From left: Rep. Jesse Gabriel (at the lectern) was one of several elected officials and community leaders at a news conference on Aug. 10 announcing a $ 14.9 government grant for the restoration of Breed Street Shul.

The Breed Street Shul Project was one of many organizations to receive government grants in the 2021 budget. The state went from “a massive deficit to a really large surplus due to higher than expected revenues and we are trying to raise money to the organizations that support our communities,” said Gabriel, chairman of the California Legislative Jewish Caucus.

Breed Street Shul, also known as the Talmud Torah Congregation, was once the largest Orthodox community west of Chicago. Today, the 18,000-square-foot Byzantine Revival building with a Jewish star above the main entrance is a holdover from a bygone era, a time from the 1920s to the 1950s when Eastern European Jewish immigrants populated the area alongside Latinos, Japanese, and undeclared-class neighbors.

During the aftermath of World War II, Jews began to migrate west from Los Angeles towards Fairfax and the San Fernando Valley, and Boyle Heights became a largely Latino neighborhood.

In the 1980s, Breed Street Shul fell into disrepair due to the 1987 Whittier Narrows earthquake and the negligent management of an Orthodox rabbi who took control of the building.

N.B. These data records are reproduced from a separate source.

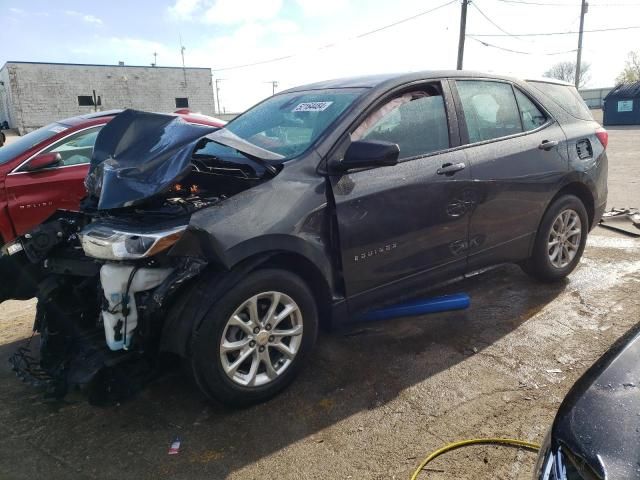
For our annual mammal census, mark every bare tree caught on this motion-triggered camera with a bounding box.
[616,50,640,85]
[544,61,591,87]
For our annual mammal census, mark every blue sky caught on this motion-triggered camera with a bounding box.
[0,0,640,111]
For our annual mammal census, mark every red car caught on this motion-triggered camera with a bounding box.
[0,110,225,246]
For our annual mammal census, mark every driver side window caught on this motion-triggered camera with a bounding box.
[351,85,449,159]
[42,125,103,166]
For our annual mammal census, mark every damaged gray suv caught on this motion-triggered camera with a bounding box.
[0,71,607,406]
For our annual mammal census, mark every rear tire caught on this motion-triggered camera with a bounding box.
[520,195,589,282]
[190,269,318,407]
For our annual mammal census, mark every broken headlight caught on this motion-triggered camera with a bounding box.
[80,224,187,260]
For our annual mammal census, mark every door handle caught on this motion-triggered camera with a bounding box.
[436,162,466,176]
[538,140,560,152]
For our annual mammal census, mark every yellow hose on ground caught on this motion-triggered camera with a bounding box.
[411,438,540,480]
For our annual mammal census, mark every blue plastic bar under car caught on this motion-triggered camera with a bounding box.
[360,293,471,321]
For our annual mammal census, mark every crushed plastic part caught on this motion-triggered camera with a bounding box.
[168,437,181,455]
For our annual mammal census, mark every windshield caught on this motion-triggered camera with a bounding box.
[206,88,364,161]
[0,123,69,165]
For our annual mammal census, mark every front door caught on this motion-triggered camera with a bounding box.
[331,83,470,309]
[5,125,102,235]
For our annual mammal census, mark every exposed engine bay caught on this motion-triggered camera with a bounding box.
[0,110,275,404]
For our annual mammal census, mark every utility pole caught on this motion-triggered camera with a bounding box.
[576,0,589,88]
[456,0,468,70]
[214,78,224,115]
[264,80,278,95]
[180,35,187,88]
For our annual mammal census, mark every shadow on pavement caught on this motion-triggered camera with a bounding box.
[0,266,565,479]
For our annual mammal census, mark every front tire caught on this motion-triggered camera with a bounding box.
[190,269,318,407]
[520,195,589,282]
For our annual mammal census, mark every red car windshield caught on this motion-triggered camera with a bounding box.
[0,123,69,165]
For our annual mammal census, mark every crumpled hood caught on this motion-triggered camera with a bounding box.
[85,110,216,210]
[553,328,640,479]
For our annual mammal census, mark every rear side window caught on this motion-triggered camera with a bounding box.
[0,123,69,165]
[42,125,102,166]
[351,86,449,159]
[515,88,547,132]
[527,81,593,120]
[456,80,522,143]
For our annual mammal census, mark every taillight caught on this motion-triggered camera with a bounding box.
[596,127,609,148]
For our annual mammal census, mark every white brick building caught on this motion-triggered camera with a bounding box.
[0,62,214,135]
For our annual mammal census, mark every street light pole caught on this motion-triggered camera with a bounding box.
[575,0,589,88]
[456,0,470,70]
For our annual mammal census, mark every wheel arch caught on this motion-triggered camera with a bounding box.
[541,181,596,230]
[160,250,333,357]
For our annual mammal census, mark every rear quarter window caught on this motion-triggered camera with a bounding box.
[527,81,593,120]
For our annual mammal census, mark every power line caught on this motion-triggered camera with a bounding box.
[468,35,576,56]
[356,0,458,38]
[498,0,640,8]
[212,0,458,72]
[467,25,640,37]
[471,2,517,37]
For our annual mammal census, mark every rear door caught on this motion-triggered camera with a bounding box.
[331,82,470,309]
[5,125,103,235]
[453,79,568,269]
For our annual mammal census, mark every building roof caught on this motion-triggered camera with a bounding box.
[605,81,640,100]
[0,60,211,71]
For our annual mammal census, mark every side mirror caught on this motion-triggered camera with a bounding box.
[337,140,400,172]
[25,153,62,172]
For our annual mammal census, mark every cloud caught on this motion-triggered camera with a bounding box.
[203,0,282,25]
[169,0,202,20]
[64,10,102,25]
[296,0,348,17]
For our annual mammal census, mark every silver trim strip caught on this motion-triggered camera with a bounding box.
[7,122,108,176]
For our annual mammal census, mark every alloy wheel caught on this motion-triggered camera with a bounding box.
[547,209,582,268]
[220,291,303,387]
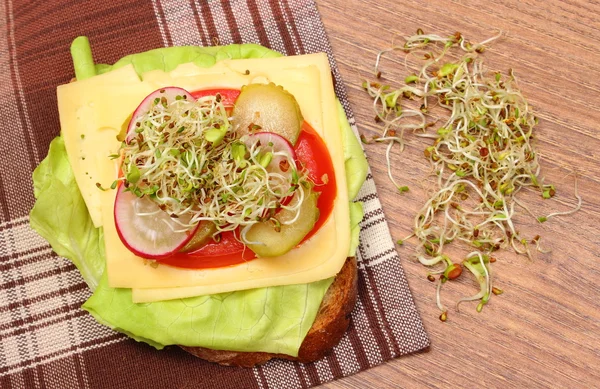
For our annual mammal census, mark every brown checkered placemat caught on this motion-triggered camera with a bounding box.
[0,0,429,388]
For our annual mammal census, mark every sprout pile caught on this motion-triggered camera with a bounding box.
[361,30,581,321]
[118,94,306,240]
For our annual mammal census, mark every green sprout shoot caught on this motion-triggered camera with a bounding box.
[121,95,308,239]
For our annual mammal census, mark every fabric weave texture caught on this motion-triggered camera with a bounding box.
[0,0,429,389]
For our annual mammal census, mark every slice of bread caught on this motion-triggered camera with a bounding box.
[180,257,358,367]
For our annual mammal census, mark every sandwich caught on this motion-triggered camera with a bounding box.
[30,37,367,367]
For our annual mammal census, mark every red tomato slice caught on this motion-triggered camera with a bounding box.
[151,89,337,269]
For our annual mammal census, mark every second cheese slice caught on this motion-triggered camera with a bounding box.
[82,54,350,301]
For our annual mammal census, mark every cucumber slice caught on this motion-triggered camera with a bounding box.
[246,191,319,257]
[232,83,304,145]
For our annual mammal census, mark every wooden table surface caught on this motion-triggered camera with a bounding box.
[318,0,600,388]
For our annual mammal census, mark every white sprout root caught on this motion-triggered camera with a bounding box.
[121,94,308,243]
[361,30,581,321]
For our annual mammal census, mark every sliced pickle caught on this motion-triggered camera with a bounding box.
[232,83,304,145]
[181,220,217,252]
[246,191,319,257]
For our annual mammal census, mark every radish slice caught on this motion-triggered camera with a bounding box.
[125,86,196,143]
[114,185,198,259]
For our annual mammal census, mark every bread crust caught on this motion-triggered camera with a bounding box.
[180,257,358,367]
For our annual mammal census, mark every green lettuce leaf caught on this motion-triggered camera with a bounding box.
[30,40,366,356]
[29,137,106,290]
[83,275,332,356]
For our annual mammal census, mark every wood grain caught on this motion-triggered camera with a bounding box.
[318,0,600,388]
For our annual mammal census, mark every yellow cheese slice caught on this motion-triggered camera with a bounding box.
[56,65,151,227]
[64,54,350,301]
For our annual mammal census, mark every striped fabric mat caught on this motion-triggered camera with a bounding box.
[0,0,429,388]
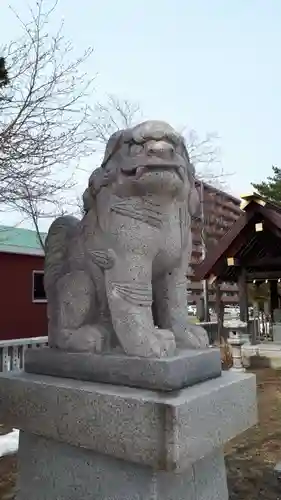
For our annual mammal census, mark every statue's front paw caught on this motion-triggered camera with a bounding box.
[172,320,209,349]
[128,328,176,358]
[155,328,177,357]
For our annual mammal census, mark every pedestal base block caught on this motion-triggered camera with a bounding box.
[0,372,257,472]
[17,432,228,500]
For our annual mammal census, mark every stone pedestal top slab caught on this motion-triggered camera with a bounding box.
[25,347,221,391]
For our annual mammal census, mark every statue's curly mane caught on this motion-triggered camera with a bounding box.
[80,121,195,213]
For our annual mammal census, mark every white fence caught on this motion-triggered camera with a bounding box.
[0,337,48,372]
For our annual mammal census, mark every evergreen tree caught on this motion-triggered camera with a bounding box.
[252,165,281,203]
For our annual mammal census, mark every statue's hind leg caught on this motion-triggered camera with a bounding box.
[50,270,110,352]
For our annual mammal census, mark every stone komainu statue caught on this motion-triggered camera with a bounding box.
[45,121,208,357]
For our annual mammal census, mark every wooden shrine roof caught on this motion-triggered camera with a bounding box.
[195,193,281,282]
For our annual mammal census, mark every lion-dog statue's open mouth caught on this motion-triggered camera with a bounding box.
[45,121,208,357]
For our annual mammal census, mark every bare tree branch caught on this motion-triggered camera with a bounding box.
[91,94,141,146]
[0,0,95,240]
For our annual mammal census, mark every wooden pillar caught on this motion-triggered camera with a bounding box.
[269,280,279,321]
[238,268,249,323]
[215,280,224,342]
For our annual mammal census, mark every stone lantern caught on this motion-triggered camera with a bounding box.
[223,319,247,372]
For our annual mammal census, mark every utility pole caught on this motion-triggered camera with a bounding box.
[200,181,210,321]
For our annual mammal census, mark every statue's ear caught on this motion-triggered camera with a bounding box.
[101,130,124,168]
[188,183,201,217]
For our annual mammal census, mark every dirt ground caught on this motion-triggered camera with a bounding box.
[0,369,281,500]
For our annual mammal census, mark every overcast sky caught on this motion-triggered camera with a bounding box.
[1,0,281,227]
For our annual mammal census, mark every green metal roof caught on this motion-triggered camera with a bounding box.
[0,226,47,255]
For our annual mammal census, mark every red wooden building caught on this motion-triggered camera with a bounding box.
[0,226,47,340]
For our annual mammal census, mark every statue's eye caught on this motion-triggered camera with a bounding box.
[130,144,143,156]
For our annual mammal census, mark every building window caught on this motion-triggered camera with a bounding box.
[32,271,47,302]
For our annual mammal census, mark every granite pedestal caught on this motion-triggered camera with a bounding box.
[25,347,221,391]
[0,372,257,500]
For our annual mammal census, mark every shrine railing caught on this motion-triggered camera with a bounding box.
[0,337,48,372]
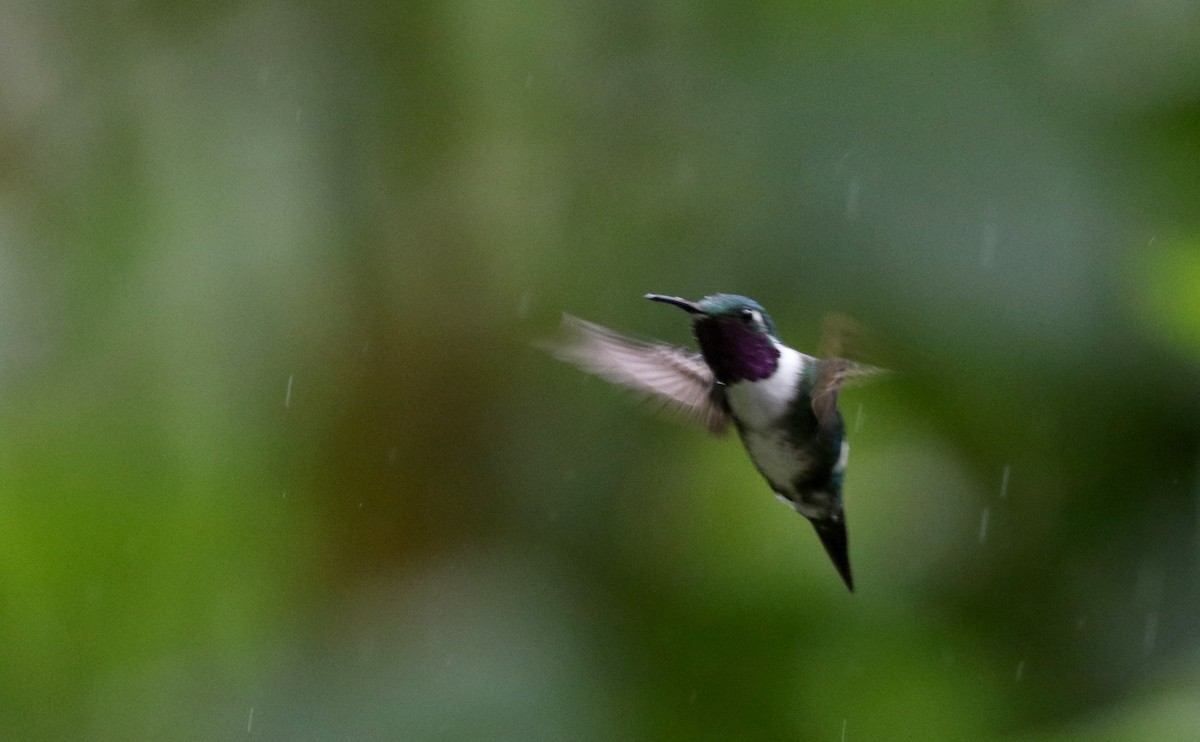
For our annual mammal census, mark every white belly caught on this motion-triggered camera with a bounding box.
[742,427,812,495]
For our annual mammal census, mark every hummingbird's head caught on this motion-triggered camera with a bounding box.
[646,294,780,384]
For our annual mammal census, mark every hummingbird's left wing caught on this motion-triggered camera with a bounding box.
[812,313,887,435]
[545,315,730,435]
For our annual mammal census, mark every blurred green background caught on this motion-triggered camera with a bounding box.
[0,0,1200,741]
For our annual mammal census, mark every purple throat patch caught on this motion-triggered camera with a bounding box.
[696,318,779,384]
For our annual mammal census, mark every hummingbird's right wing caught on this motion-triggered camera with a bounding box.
[545,315,730,435]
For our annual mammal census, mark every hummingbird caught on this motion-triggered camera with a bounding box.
[550,294,877,592]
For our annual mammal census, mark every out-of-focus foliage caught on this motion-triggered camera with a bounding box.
[0,0,1200,741]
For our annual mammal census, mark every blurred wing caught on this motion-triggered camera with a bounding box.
[545,315,730,433]
[812,358,886,435]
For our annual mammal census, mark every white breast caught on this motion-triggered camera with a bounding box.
[727,343,809,427]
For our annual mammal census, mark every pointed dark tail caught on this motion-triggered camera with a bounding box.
[811,513,854,592]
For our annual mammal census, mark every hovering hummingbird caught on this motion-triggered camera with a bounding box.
[551,294,877,592]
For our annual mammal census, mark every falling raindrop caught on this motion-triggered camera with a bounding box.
[1141,611,1158,652]
[846,176,862,221]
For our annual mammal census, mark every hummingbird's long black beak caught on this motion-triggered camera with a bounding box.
[646,294,704,315]
[811,513,854,592]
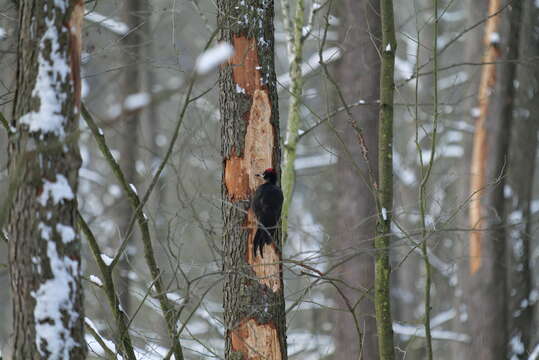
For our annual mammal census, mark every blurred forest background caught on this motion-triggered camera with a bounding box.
[0,0,539,360]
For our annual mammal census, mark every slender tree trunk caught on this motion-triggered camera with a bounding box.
[9,0,86,360]
[281,0,305,243]
[218,0,287,360]
[333,0,381,360]
[505,0,539,359]
[469,1,521,360]
[117,0,143,314]
[374,0,397,360]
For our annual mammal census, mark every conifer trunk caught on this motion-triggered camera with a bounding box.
[218,0,287,360]
[9,0,86,360]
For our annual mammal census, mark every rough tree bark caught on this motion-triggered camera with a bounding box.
[468,0,521,360]
[505,0,539,359]
[334,0,381,360]
[374,0,397,360]
[218,0,287,360]
[9,0,86,360]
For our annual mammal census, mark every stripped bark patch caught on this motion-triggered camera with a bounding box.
[245,90,274,191]
[229,36,262,96]
[231,319,282,360]
[224,155,249,201]
[469,0,501,274]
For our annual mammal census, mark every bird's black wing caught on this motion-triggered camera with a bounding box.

After the expropriation of the building in 1999, the Breed Street Shul Project spent years seeking support for the restoration of the synagogue and its conversion into a community center for the surrounding population.

For Sass and others, Breed Street Shul is not a symbol of an ethnic enclave, but of a diverse community that serves as a model of American democracy.

Boyle Heights shows that “multiethnic communities are the norm in the United States,” George J. Sánchez, author of “Boyle Heights: How a Los Angeles Neighborhood Became the Future of American Democracy” (UC Press, 2021). said in a public conversation with the forward. “Sometimes that is hidden from us when it is in front of us.”

In 2001 the building, whose dilapidated interior is adorned with rare frescoes of the zodiac, was added to the National Registry of Historic Landmarks.

In endorsing the funding, Gabriel, whose 45th district encompasses much of the western San Fernando Valley, worked with Congregation MP Miguel Santiago, whose 53rd district includes parts of Boyle Heights.

The two met years ago at an interfaith Passover seder in the Talmud Torah of the Breed Street Shul. The building behind the main synagogue, built in 1915, served as the school’s original home and has hosted community programs for several years. The main building – the Byzantine structure – required major repairs and fundraising.

Gabriel said the approval of the funds presents a rare opportunity for unity in times of division.

“At a time in our politics when many people want to divide us, we have to consciously create places where people come together,” he said. “And this is a place that will serve as a bridge and meeting point for communities.”